Someone took it further to all substances, which may have had limited success for some of them, and then reduced the small amounts to the point where it makes absolutely no sense. The placebo effect took care of the rest.
Just wanted to say a final thing about homeopathy in the NHS.
If you come to the UK, you are not going to be treated with homeopathic “remedies”.
Even if a doctor believed that your condition was best served by a placebo, they would still be unlikely to prescribe a homeopathic treatment, or refer you to a homeopath.
It’s something you really have to ask for, and I firmly believe that most doctors would dissuade you from that option, even for trivial conditions.
There is token homeopathic support in the NHS, and it exists really as a quirk of history.
Uhhh…? No, they can’t. Unless you think “tap water” is the theoretical cure for something. Well, not counting dehydration.
I got into it once with some homeopathy promoters on an equine message board I frequent. Bizzarely, they were insisting that it was possible to overdose your horses on “Bach’s Rescue Remedy” and you should OMG never give more than a dropperful!!! I asserted that BRR is mostly water with some brandy and there would be no unsafe dose for a horse that didn’t involve purchasing it by the gallon. They took umbrage at my allegation that BRR was not terrifyingly powerful.
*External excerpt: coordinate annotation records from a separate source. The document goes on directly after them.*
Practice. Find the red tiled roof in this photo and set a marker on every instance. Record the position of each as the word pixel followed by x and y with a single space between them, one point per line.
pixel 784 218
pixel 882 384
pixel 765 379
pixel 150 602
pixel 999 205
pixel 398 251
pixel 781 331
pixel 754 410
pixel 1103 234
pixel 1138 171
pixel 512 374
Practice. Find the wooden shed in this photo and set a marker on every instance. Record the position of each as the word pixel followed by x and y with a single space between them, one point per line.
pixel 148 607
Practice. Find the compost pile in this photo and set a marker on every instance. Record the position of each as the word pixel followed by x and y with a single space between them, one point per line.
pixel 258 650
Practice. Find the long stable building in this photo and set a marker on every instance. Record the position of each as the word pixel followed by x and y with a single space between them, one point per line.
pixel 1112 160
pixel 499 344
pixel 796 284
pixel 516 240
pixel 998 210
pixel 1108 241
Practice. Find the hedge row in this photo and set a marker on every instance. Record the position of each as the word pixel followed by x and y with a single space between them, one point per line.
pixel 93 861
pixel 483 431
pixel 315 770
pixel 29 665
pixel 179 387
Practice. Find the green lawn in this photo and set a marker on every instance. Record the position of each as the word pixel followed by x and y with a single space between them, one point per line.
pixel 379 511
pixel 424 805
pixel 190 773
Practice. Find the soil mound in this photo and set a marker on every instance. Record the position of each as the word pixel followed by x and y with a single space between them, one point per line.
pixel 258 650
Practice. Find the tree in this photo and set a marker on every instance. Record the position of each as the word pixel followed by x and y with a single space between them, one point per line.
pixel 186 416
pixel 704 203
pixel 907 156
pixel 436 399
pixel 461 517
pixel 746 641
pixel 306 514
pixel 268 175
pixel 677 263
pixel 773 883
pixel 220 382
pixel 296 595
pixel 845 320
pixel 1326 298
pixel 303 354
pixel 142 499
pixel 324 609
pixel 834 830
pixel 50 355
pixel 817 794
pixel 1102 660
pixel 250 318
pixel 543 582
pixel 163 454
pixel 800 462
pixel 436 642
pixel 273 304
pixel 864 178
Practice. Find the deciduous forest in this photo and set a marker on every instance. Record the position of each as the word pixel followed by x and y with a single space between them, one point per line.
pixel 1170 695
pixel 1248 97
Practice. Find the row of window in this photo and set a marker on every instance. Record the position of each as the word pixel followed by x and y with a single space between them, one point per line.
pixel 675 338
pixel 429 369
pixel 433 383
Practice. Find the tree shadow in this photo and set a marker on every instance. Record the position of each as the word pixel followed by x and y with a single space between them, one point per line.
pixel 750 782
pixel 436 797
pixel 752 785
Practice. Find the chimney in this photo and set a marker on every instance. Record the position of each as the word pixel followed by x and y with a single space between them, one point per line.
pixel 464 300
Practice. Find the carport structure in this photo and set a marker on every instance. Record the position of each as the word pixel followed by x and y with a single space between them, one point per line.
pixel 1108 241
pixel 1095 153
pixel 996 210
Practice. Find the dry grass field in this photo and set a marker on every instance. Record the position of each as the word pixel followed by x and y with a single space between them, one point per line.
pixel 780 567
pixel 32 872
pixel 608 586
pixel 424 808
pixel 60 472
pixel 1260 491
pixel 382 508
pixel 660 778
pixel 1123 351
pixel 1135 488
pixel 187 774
In the “heat of someone’s wrong on the internet” I established using various cites, that it was perfectly safe to dose your horse with plutonium at the same level as what you would find in the entire bottle of BRR (it’s 5X dilution, which, compared to some homeopathy preparations, actually contains a nonzero quantity of err… “flower essences”). Needless to say, I was a big meanie with all my pesky “facts.”
The experience actually spawned a pretty decent (well, for me) SDMB thread, about whether it’s worth it arguing about woo when the woo is not harmful and not offered as a substitute for actual medical care.
In homeopathy terms, “5x” dilution actually means going dilution to 1/100 5 times, right? If someone reading this didn’t know that, it might sound reasonable like you mean one part in 5 or one part in 6, but it’s actually diluted so there’s 99 parts out of 100 water, then that solution is made 99/100 water, etc. 6 times. Leaving us with 1 part per 10,000,000,000 of the original solution, right?
Oops. I guess 5x means 1/100000. I was thinking of the “C” scale. Wiki page.
Back in the bad old days when you could write whatever you wanted in medical notes, secure in the knowledge that neither your patient, nor their legal team would ever see it, you would sometimes see “TEETH” in the margin.
It was there for the heartsink patients, the ones with minor but annoying problems who don’t get better despite every treatment and investigation you throw at them.
It stands for:
Tried Everything Else, Try Hoemopathy.
Homeopathy is what doctors resort to when the issue won’t kill the person, but every treatment has been tried and has failed and the person is becoming a pest in their quest for a “cure”. Then you can recommend homeopathy- safe in the knowledge that it won’t kill them, it might make them feel better and they’ll get their emotional needs met by the homeopath rather than you.
It’s where you send people who you believe have psychosomatic illness, when THEY believe they have physical illness and won’t accept psychological treatments.
I’m anti-woo, but I think some people do benefit from placebos, tea and sympathy.
I said “nonzero” to distinguish it from those dilutions in which it is statisitically unlikely that even one molecule of the “ingredient” is present. Not in order to say that any notable quantity is.